A federal grand jury indictment unsealed Wednesday charges Weiler with one count of possessing an unregistered, destructive device, a crime punishable by up to 10 years in prison and a fine of up to $250,000. He was arraigned Wednesday in a federal court in Tulsa and entered a not-guilty plea through his lawyer.

The attorney did not return phone messages Thursday and Friday seeking comment.

Relatives of Weiler say he has struggled with mental illness and may have stopped taking his medication before his arrest.

"We're very concerned if he realized what's happening to him," Meyers said Wednesday in a brief phone interview.

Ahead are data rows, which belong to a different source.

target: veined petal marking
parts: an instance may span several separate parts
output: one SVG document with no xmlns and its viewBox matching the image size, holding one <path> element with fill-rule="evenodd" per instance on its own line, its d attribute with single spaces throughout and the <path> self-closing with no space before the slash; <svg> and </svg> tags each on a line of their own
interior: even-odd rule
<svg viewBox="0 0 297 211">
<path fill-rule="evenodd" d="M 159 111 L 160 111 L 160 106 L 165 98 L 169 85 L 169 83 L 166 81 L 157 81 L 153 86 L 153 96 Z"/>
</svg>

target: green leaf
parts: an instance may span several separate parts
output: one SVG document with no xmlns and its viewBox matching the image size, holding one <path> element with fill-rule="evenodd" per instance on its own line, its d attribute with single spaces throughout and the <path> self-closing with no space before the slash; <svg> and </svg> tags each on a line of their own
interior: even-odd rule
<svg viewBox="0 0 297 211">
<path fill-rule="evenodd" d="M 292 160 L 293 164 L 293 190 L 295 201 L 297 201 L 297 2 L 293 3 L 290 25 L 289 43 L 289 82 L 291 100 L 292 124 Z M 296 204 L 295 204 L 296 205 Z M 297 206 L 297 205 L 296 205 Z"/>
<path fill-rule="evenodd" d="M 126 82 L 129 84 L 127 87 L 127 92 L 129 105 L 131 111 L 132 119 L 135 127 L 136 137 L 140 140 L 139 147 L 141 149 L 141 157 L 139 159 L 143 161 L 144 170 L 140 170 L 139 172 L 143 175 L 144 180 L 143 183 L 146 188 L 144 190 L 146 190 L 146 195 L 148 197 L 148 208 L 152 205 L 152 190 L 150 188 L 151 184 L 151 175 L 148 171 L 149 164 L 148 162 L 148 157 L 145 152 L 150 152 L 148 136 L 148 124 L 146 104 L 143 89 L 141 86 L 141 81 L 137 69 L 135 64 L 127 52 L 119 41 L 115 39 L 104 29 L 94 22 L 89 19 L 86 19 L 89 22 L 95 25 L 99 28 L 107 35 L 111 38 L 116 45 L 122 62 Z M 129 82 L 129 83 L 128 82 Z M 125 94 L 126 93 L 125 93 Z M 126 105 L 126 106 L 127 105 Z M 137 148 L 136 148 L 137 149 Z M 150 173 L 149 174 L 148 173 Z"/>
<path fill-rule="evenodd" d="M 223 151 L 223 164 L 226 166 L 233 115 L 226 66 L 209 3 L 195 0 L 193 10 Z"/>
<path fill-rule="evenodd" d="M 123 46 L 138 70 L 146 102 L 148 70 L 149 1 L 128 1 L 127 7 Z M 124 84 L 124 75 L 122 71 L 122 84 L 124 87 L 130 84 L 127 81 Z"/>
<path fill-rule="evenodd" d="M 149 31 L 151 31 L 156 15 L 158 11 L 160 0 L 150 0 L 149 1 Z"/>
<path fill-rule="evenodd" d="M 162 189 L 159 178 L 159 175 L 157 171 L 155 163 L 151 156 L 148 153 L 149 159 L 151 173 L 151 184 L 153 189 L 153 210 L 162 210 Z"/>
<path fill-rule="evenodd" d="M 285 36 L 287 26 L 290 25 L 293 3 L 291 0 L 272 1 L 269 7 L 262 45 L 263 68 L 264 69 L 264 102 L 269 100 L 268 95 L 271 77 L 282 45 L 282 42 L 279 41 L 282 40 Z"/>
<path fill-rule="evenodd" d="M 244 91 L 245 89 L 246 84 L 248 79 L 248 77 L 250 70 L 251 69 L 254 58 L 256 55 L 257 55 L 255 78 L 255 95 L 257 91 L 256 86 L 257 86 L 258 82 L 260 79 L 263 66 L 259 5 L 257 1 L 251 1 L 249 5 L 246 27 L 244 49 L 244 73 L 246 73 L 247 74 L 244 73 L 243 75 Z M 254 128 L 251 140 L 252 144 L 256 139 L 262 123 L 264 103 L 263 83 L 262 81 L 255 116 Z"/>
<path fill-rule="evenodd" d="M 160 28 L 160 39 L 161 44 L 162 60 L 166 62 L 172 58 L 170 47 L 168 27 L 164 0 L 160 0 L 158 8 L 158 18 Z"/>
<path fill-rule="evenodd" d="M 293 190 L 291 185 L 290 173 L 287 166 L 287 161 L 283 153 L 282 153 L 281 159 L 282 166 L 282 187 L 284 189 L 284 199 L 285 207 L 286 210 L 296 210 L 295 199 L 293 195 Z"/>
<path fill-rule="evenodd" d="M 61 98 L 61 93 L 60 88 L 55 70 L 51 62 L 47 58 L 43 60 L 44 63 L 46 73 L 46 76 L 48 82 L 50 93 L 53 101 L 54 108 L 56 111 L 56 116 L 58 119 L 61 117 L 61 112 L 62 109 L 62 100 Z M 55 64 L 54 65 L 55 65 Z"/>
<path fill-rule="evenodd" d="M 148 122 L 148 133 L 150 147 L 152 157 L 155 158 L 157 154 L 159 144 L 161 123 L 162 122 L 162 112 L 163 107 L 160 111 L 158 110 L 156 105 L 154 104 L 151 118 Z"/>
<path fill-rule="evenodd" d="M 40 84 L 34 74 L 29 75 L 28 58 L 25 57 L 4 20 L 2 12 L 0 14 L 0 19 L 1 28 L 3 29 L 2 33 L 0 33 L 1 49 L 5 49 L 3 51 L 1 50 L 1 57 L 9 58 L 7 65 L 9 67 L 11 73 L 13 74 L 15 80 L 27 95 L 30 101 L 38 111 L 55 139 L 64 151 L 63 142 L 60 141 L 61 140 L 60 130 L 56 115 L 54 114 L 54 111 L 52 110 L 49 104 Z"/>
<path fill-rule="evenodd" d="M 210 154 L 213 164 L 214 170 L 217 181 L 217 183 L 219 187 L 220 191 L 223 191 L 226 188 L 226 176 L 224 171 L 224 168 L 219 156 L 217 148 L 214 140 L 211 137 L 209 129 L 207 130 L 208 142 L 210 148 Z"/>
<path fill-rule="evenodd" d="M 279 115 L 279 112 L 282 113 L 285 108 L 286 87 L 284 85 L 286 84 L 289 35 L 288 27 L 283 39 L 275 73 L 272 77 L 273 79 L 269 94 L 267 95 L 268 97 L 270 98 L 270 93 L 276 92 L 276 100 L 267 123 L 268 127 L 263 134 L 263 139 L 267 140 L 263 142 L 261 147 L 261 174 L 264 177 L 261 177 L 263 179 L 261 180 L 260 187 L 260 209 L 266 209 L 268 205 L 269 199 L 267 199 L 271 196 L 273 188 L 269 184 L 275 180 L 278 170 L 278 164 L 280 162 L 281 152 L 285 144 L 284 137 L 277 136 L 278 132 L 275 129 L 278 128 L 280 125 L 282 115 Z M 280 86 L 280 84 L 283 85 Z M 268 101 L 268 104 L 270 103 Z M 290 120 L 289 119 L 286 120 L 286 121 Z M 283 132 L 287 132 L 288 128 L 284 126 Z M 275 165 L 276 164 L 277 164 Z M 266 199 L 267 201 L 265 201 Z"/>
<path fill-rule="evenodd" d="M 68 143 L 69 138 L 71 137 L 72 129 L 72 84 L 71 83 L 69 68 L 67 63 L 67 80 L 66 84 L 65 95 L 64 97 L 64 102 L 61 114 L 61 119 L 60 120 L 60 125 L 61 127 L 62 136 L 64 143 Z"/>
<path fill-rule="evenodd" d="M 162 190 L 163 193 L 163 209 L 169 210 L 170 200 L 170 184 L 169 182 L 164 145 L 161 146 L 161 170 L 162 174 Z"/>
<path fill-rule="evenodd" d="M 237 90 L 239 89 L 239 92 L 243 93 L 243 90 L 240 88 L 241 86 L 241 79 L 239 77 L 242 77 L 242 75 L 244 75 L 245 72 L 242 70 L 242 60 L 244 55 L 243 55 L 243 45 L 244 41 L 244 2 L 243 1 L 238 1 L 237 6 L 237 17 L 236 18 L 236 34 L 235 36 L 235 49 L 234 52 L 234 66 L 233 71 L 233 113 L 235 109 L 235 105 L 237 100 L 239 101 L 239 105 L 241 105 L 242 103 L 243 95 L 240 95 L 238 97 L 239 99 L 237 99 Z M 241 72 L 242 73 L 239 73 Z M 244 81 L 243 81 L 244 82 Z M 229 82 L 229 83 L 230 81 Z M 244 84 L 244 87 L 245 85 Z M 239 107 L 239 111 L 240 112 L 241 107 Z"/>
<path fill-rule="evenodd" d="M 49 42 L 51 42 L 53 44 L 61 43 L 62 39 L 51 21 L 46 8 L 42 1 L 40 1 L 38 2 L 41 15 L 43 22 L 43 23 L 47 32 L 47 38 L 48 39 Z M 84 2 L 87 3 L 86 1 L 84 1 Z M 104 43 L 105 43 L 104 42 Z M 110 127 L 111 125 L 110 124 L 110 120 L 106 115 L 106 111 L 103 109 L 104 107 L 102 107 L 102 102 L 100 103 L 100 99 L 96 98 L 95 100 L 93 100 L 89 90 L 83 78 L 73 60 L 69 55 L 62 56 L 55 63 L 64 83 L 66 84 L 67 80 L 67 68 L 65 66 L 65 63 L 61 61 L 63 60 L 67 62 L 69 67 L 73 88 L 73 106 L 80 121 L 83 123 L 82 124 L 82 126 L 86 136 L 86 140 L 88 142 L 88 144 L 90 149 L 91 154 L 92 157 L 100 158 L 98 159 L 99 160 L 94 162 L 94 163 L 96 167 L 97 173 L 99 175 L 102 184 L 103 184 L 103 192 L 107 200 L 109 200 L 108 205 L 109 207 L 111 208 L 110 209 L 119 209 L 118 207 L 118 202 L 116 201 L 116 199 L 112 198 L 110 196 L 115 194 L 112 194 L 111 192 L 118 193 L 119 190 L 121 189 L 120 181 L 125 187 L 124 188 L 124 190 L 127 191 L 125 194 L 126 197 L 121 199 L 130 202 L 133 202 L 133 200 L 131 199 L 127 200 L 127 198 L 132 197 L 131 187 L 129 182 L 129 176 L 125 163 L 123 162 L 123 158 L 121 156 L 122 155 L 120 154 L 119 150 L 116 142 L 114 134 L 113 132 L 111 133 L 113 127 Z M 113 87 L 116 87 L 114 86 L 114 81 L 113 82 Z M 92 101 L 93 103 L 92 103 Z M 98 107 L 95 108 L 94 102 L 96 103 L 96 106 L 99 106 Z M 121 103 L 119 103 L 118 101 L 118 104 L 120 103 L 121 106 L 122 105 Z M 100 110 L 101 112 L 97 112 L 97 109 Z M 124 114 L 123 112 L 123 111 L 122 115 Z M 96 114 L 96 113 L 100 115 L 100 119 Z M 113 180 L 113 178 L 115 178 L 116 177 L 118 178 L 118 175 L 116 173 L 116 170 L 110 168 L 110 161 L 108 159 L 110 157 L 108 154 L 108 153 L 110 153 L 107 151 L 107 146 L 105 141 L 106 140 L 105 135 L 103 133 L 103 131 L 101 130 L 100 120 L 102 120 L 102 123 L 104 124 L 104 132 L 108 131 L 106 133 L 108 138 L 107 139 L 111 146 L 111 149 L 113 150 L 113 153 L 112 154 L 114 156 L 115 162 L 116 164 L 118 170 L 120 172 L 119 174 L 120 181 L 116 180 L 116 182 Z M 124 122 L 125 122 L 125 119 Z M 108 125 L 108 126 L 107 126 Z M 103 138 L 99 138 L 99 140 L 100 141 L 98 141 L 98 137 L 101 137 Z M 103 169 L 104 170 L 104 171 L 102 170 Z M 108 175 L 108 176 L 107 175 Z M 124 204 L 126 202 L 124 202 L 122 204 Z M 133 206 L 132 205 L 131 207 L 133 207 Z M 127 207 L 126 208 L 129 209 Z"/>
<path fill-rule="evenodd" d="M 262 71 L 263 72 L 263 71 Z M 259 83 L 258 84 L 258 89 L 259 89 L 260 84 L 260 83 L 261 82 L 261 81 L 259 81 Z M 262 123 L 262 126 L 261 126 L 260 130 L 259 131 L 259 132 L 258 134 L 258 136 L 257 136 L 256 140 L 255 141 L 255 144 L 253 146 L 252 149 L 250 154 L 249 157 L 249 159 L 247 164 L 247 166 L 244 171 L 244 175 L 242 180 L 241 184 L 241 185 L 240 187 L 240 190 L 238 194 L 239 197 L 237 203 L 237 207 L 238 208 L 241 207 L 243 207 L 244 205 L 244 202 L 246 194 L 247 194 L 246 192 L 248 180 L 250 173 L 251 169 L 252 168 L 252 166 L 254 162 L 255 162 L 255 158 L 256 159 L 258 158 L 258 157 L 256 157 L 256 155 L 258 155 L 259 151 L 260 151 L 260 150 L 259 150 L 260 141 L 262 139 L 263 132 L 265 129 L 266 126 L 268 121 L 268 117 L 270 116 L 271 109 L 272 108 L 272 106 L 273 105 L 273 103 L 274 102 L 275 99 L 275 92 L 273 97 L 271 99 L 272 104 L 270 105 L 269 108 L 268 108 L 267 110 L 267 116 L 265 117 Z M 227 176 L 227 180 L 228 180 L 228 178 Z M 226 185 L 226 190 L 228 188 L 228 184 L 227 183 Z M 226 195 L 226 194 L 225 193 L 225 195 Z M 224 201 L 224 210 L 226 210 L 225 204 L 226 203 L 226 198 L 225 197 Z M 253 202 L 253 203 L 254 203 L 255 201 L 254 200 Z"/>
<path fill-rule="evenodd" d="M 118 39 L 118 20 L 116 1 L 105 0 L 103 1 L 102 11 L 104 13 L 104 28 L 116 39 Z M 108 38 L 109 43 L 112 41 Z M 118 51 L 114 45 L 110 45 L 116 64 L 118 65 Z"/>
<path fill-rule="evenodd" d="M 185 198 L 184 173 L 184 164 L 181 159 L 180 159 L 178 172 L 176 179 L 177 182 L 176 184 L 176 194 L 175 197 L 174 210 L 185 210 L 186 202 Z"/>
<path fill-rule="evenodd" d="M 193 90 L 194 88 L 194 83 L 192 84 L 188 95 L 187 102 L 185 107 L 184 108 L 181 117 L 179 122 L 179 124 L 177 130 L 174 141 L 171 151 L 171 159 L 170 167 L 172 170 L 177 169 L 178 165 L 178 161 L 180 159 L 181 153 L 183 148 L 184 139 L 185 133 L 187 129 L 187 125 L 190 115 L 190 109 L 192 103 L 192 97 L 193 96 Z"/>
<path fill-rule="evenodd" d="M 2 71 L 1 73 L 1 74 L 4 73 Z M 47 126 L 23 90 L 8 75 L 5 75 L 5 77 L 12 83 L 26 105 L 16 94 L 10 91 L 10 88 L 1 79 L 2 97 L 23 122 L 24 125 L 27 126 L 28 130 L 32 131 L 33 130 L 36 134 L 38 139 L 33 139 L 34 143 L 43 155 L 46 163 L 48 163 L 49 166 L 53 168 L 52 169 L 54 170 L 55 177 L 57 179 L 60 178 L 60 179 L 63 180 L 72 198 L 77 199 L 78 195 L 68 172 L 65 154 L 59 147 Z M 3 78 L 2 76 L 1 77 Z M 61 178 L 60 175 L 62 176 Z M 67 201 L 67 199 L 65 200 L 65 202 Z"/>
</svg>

Investigators say they searched Weiler's motel room after two apartment maintenance men found a duffel bag in a rubbish bin behind the motel that contained bomb-making materials such as bottles and a gas can. Authorities say inside the room they discovered instructions on how to make Molotov cocktails and hand-drawn sketches of the churches targeted.

"The nature of the crime got federal agents involved, and that kind of weapon -- an explosive device such as a bomb --is one that will initially draw in other police, specialists and investigators," said Joseph F. Wilson, criminal chief for the U.S. attorney's office in the northern district of Oklahoma, on Friday.

This week, federal marshals moved Weiler from the Ottawa County jail to a federal jail in Tulsa to await trial.